RBI governor Raghuram Rajan believes Tuesday’s deeper 50-bps cut in repo rate will stimulate investment at a time when weak external factors could impinge on domestic demand. But Rajan is not ready to let up the guard on retail inflation although he has set a lower inflation target of 4.8% for 2016-17, which he thinks is feasible. For any further easing, banks will have to transmit the cumulative 125-bps cut in policy rates so far and Rajan is confident that transmission will happen. Fixing public sector banks’ balance sheets and boards is very much on the agenda, Rajan said in his interaction with the media and economists.
You have stressed on transmission. How much transmission are you looking at?
We are going to be working very hard with the government. The intent is to not point fingers at other people but to start moving quickly and ensuring that transmission starts taking place. Of course, there are limits to how fast it can happen. But we believe that some will take place very soon and more will take place over time. We want to create conditions, some of which are changes in calculation of base rate, and also include government action such as reviewing small savings scheme. I must say that some transmission has already taken place through markets.
Will future rate cuts depend only on transmission and what weight will the Fed’s hike have in the decision?
We clearly pay attention to what the Fed is doing as well as other central banks because it does affect our economy. But I can’t say this is a central issue that we focus on. This is one of the many. As far as transmission goes, we want to encourage faster transmission and we will do what is needed. What we need to look at is that we have greater comfort on the inflation path.
What made you cut by a deeper 50 bps?
The policy is very clear that since our last statement the conditions we had set out have been broadly met, barring the monsoon. But we have not seen food prices go up. We have also seen a dramatic reduction in the external environment, including the news on China, which has had a tremendous effect on commodity prices and prospects of these prices.
There is a general sense that global activity is going to be further downgraded. That gave us a sense that we probably could look for a little more room given that global conditions could impinge on domestic demand. The capacity utilisation is very tepid and that would suggest the room for more domestic demand, which would be non-inflationary. We need to restart investment. Investment intentions have not picked up yet. We used what room we had and I don’t think we were excessively aggressive.

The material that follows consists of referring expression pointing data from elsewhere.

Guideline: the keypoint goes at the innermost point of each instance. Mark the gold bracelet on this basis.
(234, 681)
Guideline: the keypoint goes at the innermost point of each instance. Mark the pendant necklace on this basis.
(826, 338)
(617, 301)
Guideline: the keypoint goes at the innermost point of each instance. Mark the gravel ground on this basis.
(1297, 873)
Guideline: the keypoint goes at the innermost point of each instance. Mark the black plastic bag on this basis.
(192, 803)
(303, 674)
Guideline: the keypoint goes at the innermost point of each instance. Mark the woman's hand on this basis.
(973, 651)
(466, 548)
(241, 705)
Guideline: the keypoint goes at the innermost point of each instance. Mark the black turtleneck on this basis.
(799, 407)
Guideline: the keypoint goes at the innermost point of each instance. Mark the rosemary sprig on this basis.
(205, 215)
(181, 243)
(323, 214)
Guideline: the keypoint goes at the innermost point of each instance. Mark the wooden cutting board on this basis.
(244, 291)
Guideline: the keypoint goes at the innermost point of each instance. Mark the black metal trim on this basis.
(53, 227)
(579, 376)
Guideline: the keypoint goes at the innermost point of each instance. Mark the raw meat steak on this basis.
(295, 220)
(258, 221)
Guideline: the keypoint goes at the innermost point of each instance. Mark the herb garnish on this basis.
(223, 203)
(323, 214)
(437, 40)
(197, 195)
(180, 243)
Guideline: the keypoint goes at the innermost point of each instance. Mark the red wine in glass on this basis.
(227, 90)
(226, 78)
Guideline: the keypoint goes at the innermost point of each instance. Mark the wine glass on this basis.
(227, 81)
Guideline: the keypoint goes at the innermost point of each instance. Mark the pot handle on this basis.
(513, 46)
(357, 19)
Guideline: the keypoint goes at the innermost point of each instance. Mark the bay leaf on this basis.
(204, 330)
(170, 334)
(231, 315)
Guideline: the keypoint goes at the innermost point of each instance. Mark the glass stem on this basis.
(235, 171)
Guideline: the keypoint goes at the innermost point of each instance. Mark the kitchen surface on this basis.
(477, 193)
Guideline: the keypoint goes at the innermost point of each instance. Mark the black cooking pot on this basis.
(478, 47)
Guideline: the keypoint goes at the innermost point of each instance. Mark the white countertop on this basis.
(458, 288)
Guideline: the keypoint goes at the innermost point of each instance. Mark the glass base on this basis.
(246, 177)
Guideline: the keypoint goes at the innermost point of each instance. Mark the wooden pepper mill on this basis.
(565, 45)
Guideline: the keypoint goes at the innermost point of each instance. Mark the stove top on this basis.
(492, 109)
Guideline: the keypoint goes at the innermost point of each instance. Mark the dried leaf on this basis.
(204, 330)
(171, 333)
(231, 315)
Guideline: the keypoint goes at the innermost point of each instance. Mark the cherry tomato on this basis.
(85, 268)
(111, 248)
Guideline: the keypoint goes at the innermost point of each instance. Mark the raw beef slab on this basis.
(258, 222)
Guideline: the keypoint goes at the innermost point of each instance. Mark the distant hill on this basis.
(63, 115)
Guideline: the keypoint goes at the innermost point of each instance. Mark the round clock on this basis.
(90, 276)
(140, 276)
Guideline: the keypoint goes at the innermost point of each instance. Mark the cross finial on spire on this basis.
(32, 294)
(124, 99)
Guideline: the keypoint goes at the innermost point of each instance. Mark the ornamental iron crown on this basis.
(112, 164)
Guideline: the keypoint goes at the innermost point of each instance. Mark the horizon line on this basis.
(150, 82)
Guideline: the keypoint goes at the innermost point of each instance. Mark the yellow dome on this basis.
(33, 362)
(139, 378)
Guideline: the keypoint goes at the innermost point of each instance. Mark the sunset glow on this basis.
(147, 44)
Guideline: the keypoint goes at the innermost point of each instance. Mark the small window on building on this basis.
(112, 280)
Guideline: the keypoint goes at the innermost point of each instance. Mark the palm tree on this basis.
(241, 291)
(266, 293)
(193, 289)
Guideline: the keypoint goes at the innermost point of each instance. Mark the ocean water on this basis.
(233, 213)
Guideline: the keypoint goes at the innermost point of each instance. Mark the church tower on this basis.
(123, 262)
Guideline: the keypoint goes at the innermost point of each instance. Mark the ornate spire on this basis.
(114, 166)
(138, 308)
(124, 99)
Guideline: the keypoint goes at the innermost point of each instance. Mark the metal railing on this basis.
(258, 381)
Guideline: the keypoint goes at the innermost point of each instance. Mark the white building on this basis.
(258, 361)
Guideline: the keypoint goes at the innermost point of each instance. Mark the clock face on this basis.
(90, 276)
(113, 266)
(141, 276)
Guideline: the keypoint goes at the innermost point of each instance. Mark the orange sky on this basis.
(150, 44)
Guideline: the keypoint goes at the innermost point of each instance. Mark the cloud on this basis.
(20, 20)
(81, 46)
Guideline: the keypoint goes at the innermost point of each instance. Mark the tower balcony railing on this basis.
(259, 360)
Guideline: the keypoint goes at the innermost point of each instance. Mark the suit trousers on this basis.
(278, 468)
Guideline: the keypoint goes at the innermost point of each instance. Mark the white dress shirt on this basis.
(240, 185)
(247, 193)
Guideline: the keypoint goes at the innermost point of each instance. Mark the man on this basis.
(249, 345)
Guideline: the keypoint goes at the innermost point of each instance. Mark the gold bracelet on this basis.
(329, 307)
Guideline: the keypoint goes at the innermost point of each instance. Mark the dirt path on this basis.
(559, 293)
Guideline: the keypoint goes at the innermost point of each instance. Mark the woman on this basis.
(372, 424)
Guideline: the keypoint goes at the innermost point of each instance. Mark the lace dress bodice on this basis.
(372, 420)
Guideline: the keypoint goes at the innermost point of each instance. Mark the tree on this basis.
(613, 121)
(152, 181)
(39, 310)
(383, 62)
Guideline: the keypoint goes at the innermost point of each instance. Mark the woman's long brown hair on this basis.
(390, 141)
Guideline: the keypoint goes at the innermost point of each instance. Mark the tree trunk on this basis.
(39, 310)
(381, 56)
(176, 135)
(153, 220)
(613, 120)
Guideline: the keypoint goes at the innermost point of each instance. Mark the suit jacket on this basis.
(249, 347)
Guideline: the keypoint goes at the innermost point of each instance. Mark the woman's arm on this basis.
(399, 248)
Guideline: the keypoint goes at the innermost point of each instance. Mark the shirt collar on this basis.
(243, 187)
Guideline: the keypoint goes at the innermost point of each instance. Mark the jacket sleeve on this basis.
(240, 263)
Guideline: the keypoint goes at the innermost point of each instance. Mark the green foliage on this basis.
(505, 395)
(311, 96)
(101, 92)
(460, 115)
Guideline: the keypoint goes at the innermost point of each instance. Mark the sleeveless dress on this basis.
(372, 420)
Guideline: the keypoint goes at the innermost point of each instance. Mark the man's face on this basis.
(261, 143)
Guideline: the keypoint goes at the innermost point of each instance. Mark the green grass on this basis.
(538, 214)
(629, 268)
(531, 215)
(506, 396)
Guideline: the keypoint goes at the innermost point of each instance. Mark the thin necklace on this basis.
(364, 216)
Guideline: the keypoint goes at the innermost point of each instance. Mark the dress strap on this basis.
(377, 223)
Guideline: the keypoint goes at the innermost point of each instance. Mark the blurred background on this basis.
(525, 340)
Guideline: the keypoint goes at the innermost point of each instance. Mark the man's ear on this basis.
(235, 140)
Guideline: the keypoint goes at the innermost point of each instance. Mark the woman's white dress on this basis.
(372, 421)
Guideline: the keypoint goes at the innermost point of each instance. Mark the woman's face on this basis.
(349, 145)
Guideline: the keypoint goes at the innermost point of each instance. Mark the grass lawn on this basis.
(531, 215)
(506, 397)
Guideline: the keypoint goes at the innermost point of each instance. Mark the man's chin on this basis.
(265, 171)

What is your basis for FY17 forecast of 8% growth and 4.8% inflation?
The output gap is still negative, so I don’t think this is a necessarily a breaking tension between the projection for output at GVA and inflation. Secondly, as we enter a period of persistently lower inflation, the opposite of what was the case for several years prior to the current disinflationary cycle, the impact of those on inflation itself will, I think, for the first time, be felt on the downward side. Global commodity prices are still expected to be soft and, therefore, that particular beneficial factor is likely to continue even as we grow somewhat faster.
How much is the worry on power discoms because a large part of hindrance for banks to transmit rate cuts is having exposure to them?
The government, of course, is fully cognizant of the problem and we do not intend to hit the can down the road as perhaps has been the unintentional outcome of policies so far. We need to take a very careful decision here to put the power discoms back on track with healthy capital structures and absorb the debt that has been created over time in the right pace with the right interest rates. Hopefully, we will get a resolution, which will help the power discoms to look ahead. Obviously, there will be several contingencies in the final resolution.
In RBI’s assessment, are PSU banks on track to achieving capital adequacy under Basel-III?
I think there is a game plan that the government has for the process of raising capital in public sector banks. Step one is to improve the governance structure of the banks. Step two is cleaning up the balance sheets, which we are engaged in currently after which comes raising capital at favourable prices. We are working our way through step one and two. We need to do more on bank boards and professionalisation of them. Government has indicated its desire not to intervene as perhaps was done in the past and to make banks more independent. I think this combination of actions over time will allow them to raise capital to meet their needs of Basel-III.